The actresses’ husbands also appeared in court – Huffman’s spouse William H.
Macy, of Showtime’s ‘Shameless,’ has not been named in the case, but Loughlin’s husband - fashion-designer husband Mossimo Giannulli – is also a defendant.
He was released Tuesday on a $1 million bond.
At the center of it all, defendant William 'Rick' Singer, who allegedly ran the scam through his college counseling service in southern California.
Between 2011 and 2018 Singer is said to have received $25 million from wealthy parents to guarantee their children's admission to schools including Yale, Georgetown and Stanford through his foundation, The Key.
In some cases, Singer helped parents stage phony sports photos of their kids, even photo-shopping their children’s faces onto pictures of the athletes pulled from the internet to make it look like they were high school sports stars.

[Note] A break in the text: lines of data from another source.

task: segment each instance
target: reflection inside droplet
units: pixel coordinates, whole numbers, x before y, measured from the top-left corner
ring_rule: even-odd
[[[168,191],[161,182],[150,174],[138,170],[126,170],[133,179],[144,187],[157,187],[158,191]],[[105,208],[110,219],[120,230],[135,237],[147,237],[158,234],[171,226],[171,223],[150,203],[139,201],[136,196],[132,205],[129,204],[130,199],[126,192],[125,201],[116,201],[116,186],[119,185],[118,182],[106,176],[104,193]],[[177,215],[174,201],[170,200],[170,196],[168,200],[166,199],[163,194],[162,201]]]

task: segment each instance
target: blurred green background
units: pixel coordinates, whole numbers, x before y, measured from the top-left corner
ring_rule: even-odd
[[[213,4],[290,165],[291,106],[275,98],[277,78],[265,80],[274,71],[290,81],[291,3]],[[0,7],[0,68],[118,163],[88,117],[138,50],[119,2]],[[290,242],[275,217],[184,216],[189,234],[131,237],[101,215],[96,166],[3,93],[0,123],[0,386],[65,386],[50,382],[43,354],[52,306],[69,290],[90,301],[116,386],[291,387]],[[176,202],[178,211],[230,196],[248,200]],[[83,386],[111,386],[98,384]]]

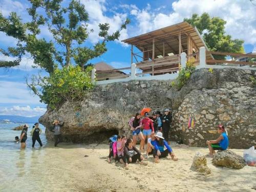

So how did applying to college allegedly morph into high-end criminal activity?
(SOUNDBITE) (English) JULIE GROSS, FOUNDER AND PRESIDENT OF COLLEGIATE GATEWAY, SAYING: ‘It is horrifying and shocking on so many different levels.’ Julie Gross is founder and president of Collegiate Gateway, a New York-based college counseling service.
(SOUNDBITE) (English) JULIE GROSS, FOUNDER AND PRESIDENT OF COLLEGIATE GATEWAY, SAYING: ‘On an ethical level, the parents are role-modeling truly despicable behavior.
And then on a psychological level, to be communicating to children that they are truly not good enough, that their efforts need to be supplemented by other people in order for them to admitted to colleges that the parents deem acceptable to them.’ The alleged masterminds of the scam and parents who paid into it could all face up to 20 years in prison if convicted.